China accounts for more than a quarter of global gold demand, but trading in the metal was until recently largely run out of western banks and in markets such as London and New York.

Vaults are particularly important to trading precious metals because they have fewer industrial uses than the likes of copper or lead and are held mainly as a store of value. The constant trading in and out of positions, coupled with the sheer value of large quantities of the metals, mean that it is best to hold them in a vault. That is particularly so for gold because of the importance of exchange-traded funds in the sector, most of which need to sit on large quantities of physical gold to back up the investment they sell and who are required by regulators to store it with banks.

For ICBC Standard Bank, owning a vault gives an extra reason for clients to use their services while also bringing in a steady revenue from the fees holding the metals bring.

ICBC Standard Bank said on Monday that it has signed an agreement to buy the vaulting business and transfer the associated contracts, subject to consent.

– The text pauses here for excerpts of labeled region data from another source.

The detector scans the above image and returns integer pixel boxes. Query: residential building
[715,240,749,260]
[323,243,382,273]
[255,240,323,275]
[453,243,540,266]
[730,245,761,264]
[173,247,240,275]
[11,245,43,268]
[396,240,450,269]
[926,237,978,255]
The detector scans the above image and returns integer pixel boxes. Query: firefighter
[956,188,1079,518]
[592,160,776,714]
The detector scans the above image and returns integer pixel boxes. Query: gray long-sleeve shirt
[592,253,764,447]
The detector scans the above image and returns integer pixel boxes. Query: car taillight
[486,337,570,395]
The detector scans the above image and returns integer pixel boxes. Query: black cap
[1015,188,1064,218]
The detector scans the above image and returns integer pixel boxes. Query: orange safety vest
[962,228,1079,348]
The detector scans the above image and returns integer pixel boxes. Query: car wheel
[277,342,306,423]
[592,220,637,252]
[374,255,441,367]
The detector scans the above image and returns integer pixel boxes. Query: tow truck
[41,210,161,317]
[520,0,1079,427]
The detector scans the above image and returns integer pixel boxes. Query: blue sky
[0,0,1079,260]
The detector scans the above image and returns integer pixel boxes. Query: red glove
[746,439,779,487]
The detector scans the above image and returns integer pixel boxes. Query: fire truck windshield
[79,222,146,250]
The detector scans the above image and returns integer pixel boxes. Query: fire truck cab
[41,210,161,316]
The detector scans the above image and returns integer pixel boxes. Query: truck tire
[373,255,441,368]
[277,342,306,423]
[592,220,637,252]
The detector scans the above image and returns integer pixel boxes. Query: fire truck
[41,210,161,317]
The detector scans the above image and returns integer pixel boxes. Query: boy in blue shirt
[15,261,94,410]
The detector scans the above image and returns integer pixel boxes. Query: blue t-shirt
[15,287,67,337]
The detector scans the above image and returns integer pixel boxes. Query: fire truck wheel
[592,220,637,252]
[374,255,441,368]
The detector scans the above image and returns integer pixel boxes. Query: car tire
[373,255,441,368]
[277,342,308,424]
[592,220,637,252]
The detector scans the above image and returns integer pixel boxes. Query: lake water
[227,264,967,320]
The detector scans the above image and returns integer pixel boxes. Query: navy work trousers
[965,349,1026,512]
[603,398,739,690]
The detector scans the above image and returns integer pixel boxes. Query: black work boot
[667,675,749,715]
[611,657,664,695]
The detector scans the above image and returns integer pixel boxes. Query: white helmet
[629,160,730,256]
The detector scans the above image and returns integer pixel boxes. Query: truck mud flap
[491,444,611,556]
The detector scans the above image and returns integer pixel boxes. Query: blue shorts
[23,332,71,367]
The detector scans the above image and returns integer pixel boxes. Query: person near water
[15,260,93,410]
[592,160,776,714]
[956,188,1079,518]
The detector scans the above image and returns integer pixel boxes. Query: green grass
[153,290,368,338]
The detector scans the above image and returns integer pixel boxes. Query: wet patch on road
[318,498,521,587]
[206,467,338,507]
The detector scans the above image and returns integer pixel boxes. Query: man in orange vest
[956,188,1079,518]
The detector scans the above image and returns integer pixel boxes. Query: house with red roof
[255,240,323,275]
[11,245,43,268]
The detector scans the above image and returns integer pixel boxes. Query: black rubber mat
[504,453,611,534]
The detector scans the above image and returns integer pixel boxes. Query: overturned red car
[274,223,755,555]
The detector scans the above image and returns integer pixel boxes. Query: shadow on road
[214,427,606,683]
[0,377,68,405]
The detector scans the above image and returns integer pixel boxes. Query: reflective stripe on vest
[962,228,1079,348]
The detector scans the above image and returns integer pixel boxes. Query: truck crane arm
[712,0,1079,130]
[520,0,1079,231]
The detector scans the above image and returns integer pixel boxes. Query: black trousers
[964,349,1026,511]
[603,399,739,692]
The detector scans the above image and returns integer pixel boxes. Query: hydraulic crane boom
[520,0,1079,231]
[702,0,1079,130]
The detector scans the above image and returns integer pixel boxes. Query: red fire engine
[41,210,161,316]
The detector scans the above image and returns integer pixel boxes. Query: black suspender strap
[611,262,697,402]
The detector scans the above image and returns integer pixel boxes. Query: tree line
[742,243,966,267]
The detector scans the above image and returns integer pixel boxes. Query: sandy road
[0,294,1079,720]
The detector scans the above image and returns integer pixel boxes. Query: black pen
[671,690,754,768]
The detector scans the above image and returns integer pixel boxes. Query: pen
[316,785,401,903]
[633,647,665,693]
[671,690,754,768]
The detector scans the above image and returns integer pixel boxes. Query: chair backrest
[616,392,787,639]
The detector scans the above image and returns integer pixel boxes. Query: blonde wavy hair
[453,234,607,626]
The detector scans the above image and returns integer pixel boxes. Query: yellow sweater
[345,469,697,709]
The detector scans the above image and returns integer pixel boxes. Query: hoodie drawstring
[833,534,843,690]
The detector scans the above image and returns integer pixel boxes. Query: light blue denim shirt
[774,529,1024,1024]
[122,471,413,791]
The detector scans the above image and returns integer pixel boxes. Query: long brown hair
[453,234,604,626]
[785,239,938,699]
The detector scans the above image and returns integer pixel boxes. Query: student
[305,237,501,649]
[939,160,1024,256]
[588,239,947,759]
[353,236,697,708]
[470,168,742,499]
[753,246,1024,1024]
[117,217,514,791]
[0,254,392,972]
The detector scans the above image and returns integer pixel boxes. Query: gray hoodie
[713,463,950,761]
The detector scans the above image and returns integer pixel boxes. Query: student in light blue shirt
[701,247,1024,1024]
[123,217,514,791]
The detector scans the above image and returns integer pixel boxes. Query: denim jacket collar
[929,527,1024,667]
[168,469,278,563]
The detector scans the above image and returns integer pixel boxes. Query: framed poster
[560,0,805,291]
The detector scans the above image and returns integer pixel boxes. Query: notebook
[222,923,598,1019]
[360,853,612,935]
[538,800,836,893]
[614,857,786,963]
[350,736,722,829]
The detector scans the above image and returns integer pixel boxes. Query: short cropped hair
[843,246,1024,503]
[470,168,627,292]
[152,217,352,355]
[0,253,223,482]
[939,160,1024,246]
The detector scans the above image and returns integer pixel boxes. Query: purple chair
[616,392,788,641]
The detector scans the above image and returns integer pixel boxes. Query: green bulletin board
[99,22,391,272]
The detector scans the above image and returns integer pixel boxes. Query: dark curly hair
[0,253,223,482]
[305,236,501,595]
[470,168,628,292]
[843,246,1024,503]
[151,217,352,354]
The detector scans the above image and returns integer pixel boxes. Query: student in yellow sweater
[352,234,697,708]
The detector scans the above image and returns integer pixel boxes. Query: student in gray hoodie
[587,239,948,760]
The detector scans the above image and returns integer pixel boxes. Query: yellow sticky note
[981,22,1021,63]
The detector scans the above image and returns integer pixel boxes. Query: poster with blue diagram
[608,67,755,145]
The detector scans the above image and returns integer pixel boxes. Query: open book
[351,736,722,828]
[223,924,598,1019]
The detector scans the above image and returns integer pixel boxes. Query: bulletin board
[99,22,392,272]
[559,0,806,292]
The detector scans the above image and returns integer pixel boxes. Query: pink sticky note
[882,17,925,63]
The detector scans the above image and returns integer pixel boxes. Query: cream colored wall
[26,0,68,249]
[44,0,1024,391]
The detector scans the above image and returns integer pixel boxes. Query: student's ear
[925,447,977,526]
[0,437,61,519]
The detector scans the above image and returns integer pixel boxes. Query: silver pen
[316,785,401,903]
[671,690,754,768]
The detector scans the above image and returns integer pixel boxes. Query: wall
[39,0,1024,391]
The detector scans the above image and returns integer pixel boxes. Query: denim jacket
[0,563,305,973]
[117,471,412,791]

The deal is expected to complete in July.

ICBC Standard Bank specializes in commodities, fixed income, currencies and equities and was formed in February 2015 when ICBC bought a 60 percent stake in Standard Bank's London-based global markets business.

Neither ICBC Standard Bank nor Barclays disclosed the financial terms of the deal.

Barclays said in January that it intended to exit from precious metals and moved the business into its non-core unit, which includes all the business it wants to sell or close.

Barclays Chief Executive Officer Jes Staley said in January that the bank was assessing "various options" to exit its precious metals business while vowing to speed up disposals from the bank's non-core unit, which houses $73 billion of toxic and otherwise unwanted assets.

Barclays' modern vault holds precious metals for pension funds, central banks, sovereign wealth funds and other investors. Most 'over-the-counter' gold and silver trading is cleared through the London market, and clearing banks provide services for clients to settle their gold and silver trades, and ultimately have to have access to reserves of physical metal.

Mark Buncombe, ICBC Standard Bank's head of commodities, said that the deal is part of its plan to become one of the largest Chinese banks in the precious metals market.

ICBC Standard Bank said last week that it had joined the London clearing system for gold, silver, platinum and palladium, the first bank to be admitted to the group since 2005.

London Precious Metals Clearing Ltd (LPMCL) operates a central electronic metal clearing hub, with deals between parties throughout the world settled and cleared in London. Other members of LPMCL are Barclays, HSBC, JP Morgan, the Bank of Nova Scotia and UBS.